All the people here spitting as they walk, the rotten smelling vegetable market, the gutters piling up on the side of streets, the cries of street peddlers, the disease-ridden wild dogs, the dirty, smelly beggars… None of that exists in the sky. The clear, endless sky.

I feel such envy at people who can fly freely in such a pretty place.

A single teardrop wells up and falls from my eyes.

I stretch out my hand, trying to grasp the sky. But it doesn’t reach. It can’t grasp anything. The fleet of Irises pay no heed to the hungry orphan on the verge of death, and calmly soar onward, eventually vanishing from the canopy.

I want to live in that pretty sky.

If only I could live like I was melting into that pure, spotless blue, instead of this dirty ground.

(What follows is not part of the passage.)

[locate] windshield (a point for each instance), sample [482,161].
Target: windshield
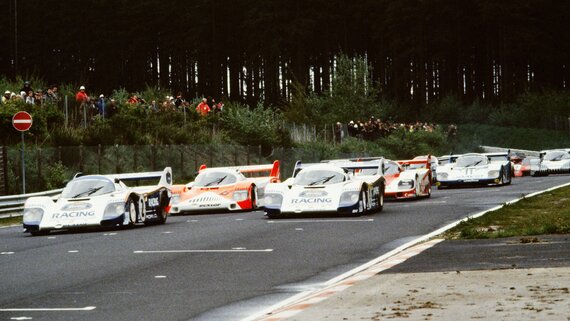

If I could live in that endless sky, with no class hierarchy, no poverty, no contempt, no scorn, I wouldn\'t need anything else in the world.

With the last of my strength, my one hand still stretched upwards, I let out a wordless scream. God had brought so much suffering upon me for so long. Would it hurt him to fulfill just that one wish?

At that moment—

I realize that someone had clasped my hand, the hand that could not reach anything, that could not grasp anything.

An aging man with a large beard encompassing his mouth gazes at me as if he were examining my soul, and smiles.

The black robes of an Aldista Church priest enters my vision.

"You don’t want to die, do you?” he asks in a soft voice, as though he were reading my very heart.